I’ve seen and experienced over and over that grief and loss are ALWAYS

Doorways to Transformation.

My experiences with both have showed me that we can more actively work with time as we process grief and loss, instead of just waiting for time to pass. We really can consciously practice integrating loss and grief and living with them more fully and beautifully.

I know now that this healing happens in spirals and layers and NOT in steps like a ladder.

We cycle back around and start over, get stuck in the middle, and sometimes get to what feels like the end quickly.

We can weave all these experiences together into an eventual elegant tapestry. I’ve been speaking with lots of people about the subjects of loss and grief, and it’s clear that in every case, whatever has been lost — job, savings, home, health, money, life — has tremendous gifts and opportunities to offer

IF

We do our transformational work.

— SARK, Glad No Matter What: Transforming Loss and Change Into Gift and Opportunity, p. 19-20

Embracing Detachment

To begin with, I think we have to cultivate our willingness to let go, that is, to detach from the trials and tribulations of our contemporaries if we want to find the quiet peace we long for, a peace that will allow us to truly love, to truly embrace, and to appreciate those who journey with us. In this process, we also give those companions the freedom to grow and to find their own way, thus their own eventual peace too. I don’t think we can come together as loving equals without embracing the willingness to detach.

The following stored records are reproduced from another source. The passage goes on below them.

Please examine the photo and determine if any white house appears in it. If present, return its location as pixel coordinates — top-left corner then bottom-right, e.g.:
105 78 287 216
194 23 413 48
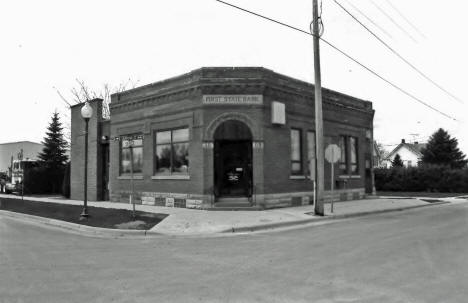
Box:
383 139 426 168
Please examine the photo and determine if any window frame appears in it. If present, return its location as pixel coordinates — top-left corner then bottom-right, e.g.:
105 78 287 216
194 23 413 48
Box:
306 130 317 176
348 136 359 175
289 127 304 176
153 125 190 177
338 135 349 174
119 133 144 176
338 135 360 176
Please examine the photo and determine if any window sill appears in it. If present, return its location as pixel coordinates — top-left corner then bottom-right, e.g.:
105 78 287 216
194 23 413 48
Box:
289 175 306 180
338 175 361 179
151 175 190 180
117 175 143 180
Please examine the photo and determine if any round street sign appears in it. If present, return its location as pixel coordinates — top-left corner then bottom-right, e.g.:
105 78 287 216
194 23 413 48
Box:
325 144 341 163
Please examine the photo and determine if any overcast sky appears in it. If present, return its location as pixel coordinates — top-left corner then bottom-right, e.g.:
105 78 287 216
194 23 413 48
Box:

We live very codependent lives, from my perspective. By this I mean that too many of us let even the whims of others — in our families, our communities, our workplaces, even in other parts of the world — define us, determine how we feel, and then decide what we will do next in many instances. Learning to detach allows us to live the life we were meant to live. By allowing other people’s behavior, good, bad, or disinterested, control us, we miss many opportunities for movement and expression in new directions. The converse is also true: if we attempt to control the other persons on our path, wherever they may reside, keeping them “attached” to us through any means (and most of us are very practiced at this), we immobilize them, thus preventing the growth they deserve and have been prepared for already.

— Karen Casey, Let Go Now: Embracing Detachment, p. 1-2

Owning Our Stories

Shame is about fear, blame, and disconnection. Story is about worthiness and embracing the imperfections that bring us courage, compassion, and connection. If we want to live fully, without the constant fear of not being enough, we have to own our story. We also have to respond to shame in a way that doesn’t exacerbate our shame. One way to do that is to recognize when we’re in shame so we can react with intention.

— Brene Brown, The Gifts of Imperfection, p. 46

Love and Belonging

As I conducted my interviews, I realized that only one thing separated the men and women who felt a deep sense of love and belonging from the people who seem to be struggling for it. That one thing is the belief in their worthiness. It’s as simple and complicated as this: If we want to fully experience love and belonging, we must believe that we are worthy of love and belonging.

— Brene Brown, The Gifts of Imperfection, p. 23

Endearing Idiosyncracies

Our innate idiosyncracies are actually more endearing to others than our most glorious personal achievements….

History is full of incompetent people who were beloved, blunderers with winsome personality traits, and inept folks who delighted their entourages with their unassuming presences. Their secret? To accept their flaws with the same grace and humility as their best qualities.